Alors qu’il entamait un mouvement de recul, Nicolas lui attrapa la tête à pleines mains, laissant les oreilles d’Erwan coincées entre ses pouces et ses index. Il sembla plonger ses prunelles d’obsidiennes au plus profond des yeux vert d’eau qui le dévisageaient anxieusement.


–– Tu as le droit de me toucher tu sais, confirma-t-il doucement.

Toujours suspendu au regard de l’autre, l’hésitant jeune homme tendit les bras vers la taille de son partenaire avant d’y poser, enfin, ses mains puis de serrer plus fortement son emprise sur ce corps ferme et chaud qui semblait lui appartenir à partir de maintenant.


Son cœur cherchait à s’échapper de sa poitrine. Ça faisait mal. C’était oppressant et en même temps si enivrant, dans l’attente de… d’un visage qui se penchait doucement vers lui, d’une bouche entrouverte dont la langue charmeuse vint caresser ses lèvres, puis d’un baiser gourmand qui aspirait son air aussi bien que son cœur et son âme.

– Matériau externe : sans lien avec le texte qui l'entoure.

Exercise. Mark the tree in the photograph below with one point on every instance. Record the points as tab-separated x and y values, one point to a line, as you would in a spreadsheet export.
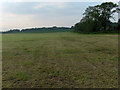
97	17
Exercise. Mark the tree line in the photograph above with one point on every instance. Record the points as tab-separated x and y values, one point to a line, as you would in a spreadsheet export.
97	19
43	29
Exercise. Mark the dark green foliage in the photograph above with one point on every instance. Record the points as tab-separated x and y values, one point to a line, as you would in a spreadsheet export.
97	19
41	30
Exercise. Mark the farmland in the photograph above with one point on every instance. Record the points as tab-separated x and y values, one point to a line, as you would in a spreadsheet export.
60	59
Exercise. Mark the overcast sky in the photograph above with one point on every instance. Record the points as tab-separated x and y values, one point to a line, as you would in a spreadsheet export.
18	15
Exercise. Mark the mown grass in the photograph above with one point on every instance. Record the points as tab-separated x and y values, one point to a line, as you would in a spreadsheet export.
61	59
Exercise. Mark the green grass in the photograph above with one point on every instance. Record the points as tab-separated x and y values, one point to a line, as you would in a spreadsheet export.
61	59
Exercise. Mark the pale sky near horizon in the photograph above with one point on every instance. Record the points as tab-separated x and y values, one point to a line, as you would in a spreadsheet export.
19	15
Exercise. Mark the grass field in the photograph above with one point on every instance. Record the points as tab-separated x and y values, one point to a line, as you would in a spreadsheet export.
61	59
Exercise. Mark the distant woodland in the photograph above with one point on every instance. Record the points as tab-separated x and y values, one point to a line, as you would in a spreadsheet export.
96	19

Erwan gémit de pur bonheur. Il était chez lui, blotti dans les bras de Nico, la bouche de celui-ci jouant avec ses lèvres, et picorant son visage d’une multitude de petits baisers. Prenant de l’assurance, il sortit sa langue pour faire les présentations avec l’autre joueuse. Les deux garçons laissèrent la passion prendre le pas sur la douceur et les baisers se transformèrent en joutes fougueuses. La langue de Nicolas découvrit un nouveau territoire à conquérir, le vaincu se faisant un immense plaisir de se laisser envahir, acceptant sa défaite sans plainte.

Nicolas enleva ses mains du visage empourpré de désir et les glissa le long du corps mince de son compagnon, tout en reprenant ses baisers. Erwan sentit l’instant où elles arrêtèrent de le caresser pour ausculter ses maigres formes sous le tissu léger de son tee-shirt qui ne cachait rien de son apparente maigreur. Son soupir resta coincé dans sa bouche, car Nicolas le devança en l’embrassant plus férocement que précédemment pour le faire taire. Erwan refusa cette solution de facilité et s’arracha péniblement aux baisers de son compagnon.


–– Attends Nico, je veux…

–– Non moi d’abord ! lui asséna Nico. Je veux que tu saches que ce qui s’est passé avant, n’a plus d’importance à mes yeux. Tu as le plus magnifique regard que je connaisse et je ne veux plus le contempler rempli de désespoir. Je veux y admirer le reflet des sentiments que j’éprouve pour toi. J’ai l’espoir qu’il n’est pas trop tard et que je compte encore à tes yeux, finit-il par confesser.

–– Tu n’as jamais quitté mes pensées, quoique j’aie pu faire pour… essayer de les supprimer…, avoua lentement Erwan.


À cet aveu, les mains de Nicolas quittèrent la mince taille où elles stationnaient pour rejoindre ses poignets encore douloureux de la dernière tentative d’automutilation d’Erwan. Elles effleurèrent tendrement les croûtes en phase de cicatrisation avant de porter les poignets à sa bouche qui les embrassa une par une, les larmes au bord des yeux.


–– Plus jamais tu n’auras envie de partir ou de te faire du mal, promit le jeune homme affecté par ces blessures. On trouvera ensemble une solution à chaque problème que nous rencontrerons. D’accord ?


–– Si je suis avec toi, je n’ai besoin de rien d’autre, souffla Erwan qui sentait pour la première fois l’espoir gonfler sa poitrine.


Nicolas l’enferma une nouvelle fois dans la chaleur de son étreinte avant de lui murmurer tendrement.


–– Je t’aime. Je suis désolé d’avoir été si longtemps aveugle à ton enfer. Je vais me faire pardonner…


Les mots pénétrèrent doucement son esprit. Quel sentiment puissant il en retirait, comme si le corps d’Erwan recevait une dose massive d’anabolisants.


Sa nouvelle drogue : l’amour de Nicolas. Celui qui venait de le sauver des limbes de l’oubli.

[1] TCA : Trouble du Comportement Alimentaire.